Wednesday, March 27, 2024

5:00 PM – 6:30 PM MDT

S. Zaidi¹, L. Da Silva², S. Quinney³; ¹Indiana University, Indianapolis, IN, USA, ²Indiana University School of Medicine, ³Indiana School of Medicine.

Presenting Author(s)

Syed Saoud Zaidi, PharmD, PhD

Postdoctoral Fellow
Indiana University
Indianapolis, Indiana, United States

Background: Nifedipine is a first-line agent for the treatment of hypertension in pregnancy. However, there is little data to inform the dosing of controlled release (CR) nifedipine in pregnancy. We developed a physiologically based pharmacokinetic (PBPK) model to predict steady-state plasma concentration of nifedipine CR in pregnancy to compare the pharmacokinetics of 30mg CR twice daily (BID) and 60mg CR once daily (QD).

Methods: We constructed a PBPK model for the CR nifedipine using Simcyp V22. The default Sim-Nifedipine compound file was modified to employ the ADAM model drug dissolution and absorption and a full PBPK model for distribution. Model validation was performed by comparing simulated data with clinical studies in healthy volunteers, considering factors such as ethnicity, gender distribution, age, and dose regimen. Following successful validation in healthy populations, we utilized the model to simulate steady-state plasma concentrations in pregnant patients.

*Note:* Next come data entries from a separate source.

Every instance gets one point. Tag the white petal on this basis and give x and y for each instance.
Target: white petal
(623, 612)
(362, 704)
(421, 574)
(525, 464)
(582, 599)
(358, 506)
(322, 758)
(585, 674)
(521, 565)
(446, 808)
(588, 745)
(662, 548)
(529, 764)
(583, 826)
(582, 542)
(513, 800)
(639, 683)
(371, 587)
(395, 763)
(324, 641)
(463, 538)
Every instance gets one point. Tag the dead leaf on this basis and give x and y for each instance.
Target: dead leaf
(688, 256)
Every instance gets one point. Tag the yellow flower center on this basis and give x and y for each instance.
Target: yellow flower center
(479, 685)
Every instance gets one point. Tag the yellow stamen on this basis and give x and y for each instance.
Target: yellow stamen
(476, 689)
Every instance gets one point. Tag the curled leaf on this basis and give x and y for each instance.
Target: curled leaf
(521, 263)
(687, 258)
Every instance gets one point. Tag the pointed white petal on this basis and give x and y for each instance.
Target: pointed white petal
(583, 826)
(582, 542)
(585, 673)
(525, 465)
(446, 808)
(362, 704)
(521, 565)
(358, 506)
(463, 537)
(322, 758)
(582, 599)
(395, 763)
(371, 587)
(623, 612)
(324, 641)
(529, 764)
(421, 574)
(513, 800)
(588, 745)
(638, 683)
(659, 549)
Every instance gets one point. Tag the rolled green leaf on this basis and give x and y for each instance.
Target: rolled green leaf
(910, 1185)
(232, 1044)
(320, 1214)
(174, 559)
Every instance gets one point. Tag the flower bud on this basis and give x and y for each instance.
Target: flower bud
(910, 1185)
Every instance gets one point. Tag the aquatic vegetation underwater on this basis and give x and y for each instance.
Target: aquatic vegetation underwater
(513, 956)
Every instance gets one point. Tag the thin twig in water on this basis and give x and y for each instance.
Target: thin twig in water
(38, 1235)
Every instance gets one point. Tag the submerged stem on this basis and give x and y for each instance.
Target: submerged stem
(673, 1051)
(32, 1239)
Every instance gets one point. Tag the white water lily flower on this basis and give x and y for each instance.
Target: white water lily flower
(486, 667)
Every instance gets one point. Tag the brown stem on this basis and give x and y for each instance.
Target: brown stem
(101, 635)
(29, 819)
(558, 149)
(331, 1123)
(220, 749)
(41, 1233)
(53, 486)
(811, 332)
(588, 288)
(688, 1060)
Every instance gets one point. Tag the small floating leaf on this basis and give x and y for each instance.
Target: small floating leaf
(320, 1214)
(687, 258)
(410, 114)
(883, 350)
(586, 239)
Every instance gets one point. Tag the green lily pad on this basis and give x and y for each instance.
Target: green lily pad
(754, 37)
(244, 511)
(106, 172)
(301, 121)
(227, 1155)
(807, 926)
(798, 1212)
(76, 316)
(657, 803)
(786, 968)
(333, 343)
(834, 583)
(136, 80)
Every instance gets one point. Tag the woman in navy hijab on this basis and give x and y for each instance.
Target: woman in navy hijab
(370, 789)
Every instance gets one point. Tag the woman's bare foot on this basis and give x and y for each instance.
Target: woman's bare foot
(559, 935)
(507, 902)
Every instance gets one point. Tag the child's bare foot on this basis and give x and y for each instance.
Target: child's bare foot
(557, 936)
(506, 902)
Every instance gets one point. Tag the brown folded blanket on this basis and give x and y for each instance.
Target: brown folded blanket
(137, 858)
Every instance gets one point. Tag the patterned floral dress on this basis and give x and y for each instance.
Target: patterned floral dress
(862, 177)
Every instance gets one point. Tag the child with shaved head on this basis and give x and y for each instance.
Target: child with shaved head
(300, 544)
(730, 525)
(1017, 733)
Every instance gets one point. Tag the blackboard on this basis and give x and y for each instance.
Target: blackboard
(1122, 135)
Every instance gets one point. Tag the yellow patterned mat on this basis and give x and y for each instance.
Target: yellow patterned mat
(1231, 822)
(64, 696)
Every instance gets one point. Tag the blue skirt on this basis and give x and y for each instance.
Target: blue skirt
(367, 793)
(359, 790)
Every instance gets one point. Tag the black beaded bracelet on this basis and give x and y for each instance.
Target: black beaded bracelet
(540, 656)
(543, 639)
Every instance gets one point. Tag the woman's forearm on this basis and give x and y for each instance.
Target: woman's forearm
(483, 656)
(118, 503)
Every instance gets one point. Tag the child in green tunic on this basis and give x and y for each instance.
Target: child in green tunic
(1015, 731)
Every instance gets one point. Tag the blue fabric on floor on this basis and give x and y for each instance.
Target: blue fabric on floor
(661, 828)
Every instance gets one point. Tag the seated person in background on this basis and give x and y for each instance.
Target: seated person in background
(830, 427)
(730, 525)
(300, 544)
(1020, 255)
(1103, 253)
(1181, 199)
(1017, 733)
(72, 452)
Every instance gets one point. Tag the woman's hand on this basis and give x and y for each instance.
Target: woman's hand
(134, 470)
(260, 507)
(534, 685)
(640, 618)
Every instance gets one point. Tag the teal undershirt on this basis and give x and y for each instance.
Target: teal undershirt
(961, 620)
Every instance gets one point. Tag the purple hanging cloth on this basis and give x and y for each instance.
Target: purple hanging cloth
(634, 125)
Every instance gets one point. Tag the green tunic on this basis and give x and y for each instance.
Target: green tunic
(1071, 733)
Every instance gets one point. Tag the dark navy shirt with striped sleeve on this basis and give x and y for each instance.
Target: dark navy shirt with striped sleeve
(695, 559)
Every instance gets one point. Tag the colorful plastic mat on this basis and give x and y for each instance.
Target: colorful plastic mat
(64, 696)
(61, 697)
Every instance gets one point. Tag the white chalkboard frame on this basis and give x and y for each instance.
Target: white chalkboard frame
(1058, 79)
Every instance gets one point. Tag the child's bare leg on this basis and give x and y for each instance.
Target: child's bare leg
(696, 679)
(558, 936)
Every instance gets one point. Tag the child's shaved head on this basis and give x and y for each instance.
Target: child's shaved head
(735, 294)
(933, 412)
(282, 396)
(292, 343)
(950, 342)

Results: Predicted pharmacokinetic parameters for nifedipine CR were consistent with published data from clinical studies in healthy volunteers. The ratios of predicted versus area under the curve (AUC), maximum plasma concentration (Cmax), and time to reach maximum concentration (Tmax) of nifedipine, were from 0.96-1.56 of the observed values. Cmax, AUC, and concentration at steady-state of 30mg BID and 60mg QD CR nifedipine pregnant populations was ~50% lower than in nonpregnant, which is consistent with a 2-fold increase in CYP3A4 activity during pregnancy. Steady-state plasma concentrations in both dosing regimens are similar i.e., 13 ng/ml. However, the 60 mg QD peak-to-trough ratio is substantially larger.

Conclusion: This model holds promise for enhancing our understanding of nifedipine CR pharmacokinetics in pregnancy, ultimately contributing to more informed and effective management of hypertensive disorders during pregnancy. It is unclear whether the pronounced peak-tot-rough ratio with 60 mg QD will result in a subtherapeutic effect. Data from clinical studies is needed to verify the pregnancy predictions.